Pour poursuivre la réflexion, on conseillera la lecture de l’ouvrage de Jean-Yves Hayez intitulé «La destructivité chez l’enfant et chez l’adolescent», lequel est paru chez Dunod.

 

 

Les amis de Joe rêvent d’un autre monde

«On voudrait que la mort atroce de notre ami débouche sur quelque chose de positif. Bien sûr, nous espérons que justice sera faite. Que les auteurs du meurtre de Joe seront punis. Mais ça, c’est le boulot de policiers et des juges. Pour nous ce qui compte c’est le monde dans lequel on va continuer à évoluer. On le voudrait plus juste. Nous, on est des privilégiés mais on le sait ! Il faut s’ouvrir à ceux qui sont moins favorisés, trouver de manières pour se parler, pour en finir avec les ghettos sociaux, pour s’entraider, pour combattre les inégalités. C’est cela qui nous anime aujourd’hui et rien d’autre! Ce n’est certainement pas le moment d’ajouter de la haine à la haine».

 

Elèves en quatrième secondaire au Centre scolaire du Sacré-Coeur de Lindthout à Woluwé Saint Lambert, Isabelle (15 ans), Laure (16 ans) et Olivier (15 ans) nous parlent de Joe, «cet ami proche qui aimait la vie», «ce garçon doux, très pacifique et jovial qui ne s’énervait jamais» mais ils se refusent à détailler plus avant les tranches de vie qu’ils ont partagé avec lui. Question de respect et de pudeur. Pas de photo, non plus. «On ne veut pas se mettre en avant, c’est le message qui compte», explique Isabelle. Et que nous disent ces ados ? Bien entendu qu’ils veulent «plus de sécurité, notamment dans les transport en commun».

 

«C’est vrai que l’on vit dans un climat de tension difficilement supportable, précise Isabelle.

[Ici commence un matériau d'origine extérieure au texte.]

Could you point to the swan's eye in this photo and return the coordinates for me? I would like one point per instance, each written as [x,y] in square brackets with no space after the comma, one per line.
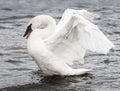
[43,26]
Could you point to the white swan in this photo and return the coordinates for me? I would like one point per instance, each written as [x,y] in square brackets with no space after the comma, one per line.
[57,46]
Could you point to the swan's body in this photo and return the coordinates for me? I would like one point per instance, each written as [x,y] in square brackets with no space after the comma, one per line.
[56,46]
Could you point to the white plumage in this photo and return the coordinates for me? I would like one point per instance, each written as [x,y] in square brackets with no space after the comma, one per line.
[57,46]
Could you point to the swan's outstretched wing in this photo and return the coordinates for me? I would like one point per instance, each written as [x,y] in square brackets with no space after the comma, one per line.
[75,34]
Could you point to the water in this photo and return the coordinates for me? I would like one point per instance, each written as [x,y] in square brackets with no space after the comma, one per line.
[20,73]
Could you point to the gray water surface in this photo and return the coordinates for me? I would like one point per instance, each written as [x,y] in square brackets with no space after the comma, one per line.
[19,72]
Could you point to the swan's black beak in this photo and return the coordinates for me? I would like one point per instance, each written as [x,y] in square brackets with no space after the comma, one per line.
[28,31]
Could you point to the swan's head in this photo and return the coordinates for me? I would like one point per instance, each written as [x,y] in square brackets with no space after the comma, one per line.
[41,23]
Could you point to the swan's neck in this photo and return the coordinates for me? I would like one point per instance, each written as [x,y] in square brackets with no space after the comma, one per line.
[46,32]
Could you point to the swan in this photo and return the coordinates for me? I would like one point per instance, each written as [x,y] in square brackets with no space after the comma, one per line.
[55,47]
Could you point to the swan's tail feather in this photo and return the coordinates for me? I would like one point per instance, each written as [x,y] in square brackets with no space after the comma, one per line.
[79,71]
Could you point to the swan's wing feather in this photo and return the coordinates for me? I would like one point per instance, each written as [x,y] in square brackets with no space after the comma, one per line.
[75,34]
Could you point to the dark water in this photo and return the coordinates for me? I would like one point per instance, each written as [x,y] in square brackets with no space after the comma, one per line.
[20,73]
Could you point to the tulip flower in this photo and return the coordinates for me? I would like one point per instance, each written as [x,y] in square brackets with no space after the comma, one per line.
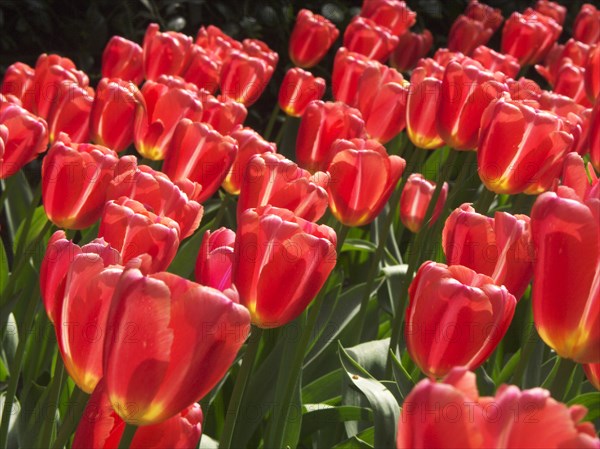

Un jour, je me suis fait agressée par deux autres filles, simplement parce qu’elles estimaient que je les avais regardées de travers. Les passants ont assisté à cela, sans intervenir…». «Les intimidations sont fréquentes», confirme Olivier. «Il faut veiller à ne jamais mettre en évidence un quelconque objet de valeur. Mais même si l’on ne fait rien, une bande peut vous tomber dessus. Comme cela, pour rien du tout. Un jour, des gars m’ont dit que je les avais insultés alors que je ne leur avais même pas adressé la parole. Ils se sont mis à me poursuivre dans le métro. Ce sont des situations effrayantes mais elles font presque partie du quotidien de chacun».

 

Pour autant, ces jeunes prennent grand soin à ne pas caricaturer la situation. «Demander plus de sécurité, cela ne veut pas dire qu’il faut des flics à tous les coins de rue», explique Laure. «Nous ce qu’on voudrait c’est la présence d’éducateurs dans les station. C'est-à-dire de gens qui soient capables de déminer des situations qui risquent de mal tourner et dont le job consisterait aussi à créer un climat de dialogue entre les jeunes» 

 

Contrairement aux clichés que les médias et les publicitaires entretiennent, ces jeunes-là ne vivent pas que dans le virtuel des jeux vidéo et de l’internet. Ils ont leurs valeurs. Elles s’appellent solidarité, échange, antiracisme. «Les tentatives de récupération de la mort de Joe par les partis racistes d’extrême droite, cela nous fait gerber. C’est honteux. Si des personnes se sentent concernées par la mort de Joe qu’elles ne lui fassent pas insulte en se laissant manipuler par ces ringards d’extrémistes. Au contraire, qu’elles donnent un sens à ce qui s’est passé en s’investissant dans la construction d’un autre  monde. Un monde plus juste où l’on n’opposerait plus les gens parce qu’ils ont une couleur de peau ou une religion différente», s’insurge Olivier.

 

Ces jeunes-là nous semblent bien éloignés de la génération «nan nan» de Diam’s, la rappeuse française qui caracole en tête de tous les hits des radios commerciales. Pour la paraphraser, on dira qu’«y a comme un goût d’intelligence et d’humanisme» chez les amis de Joe.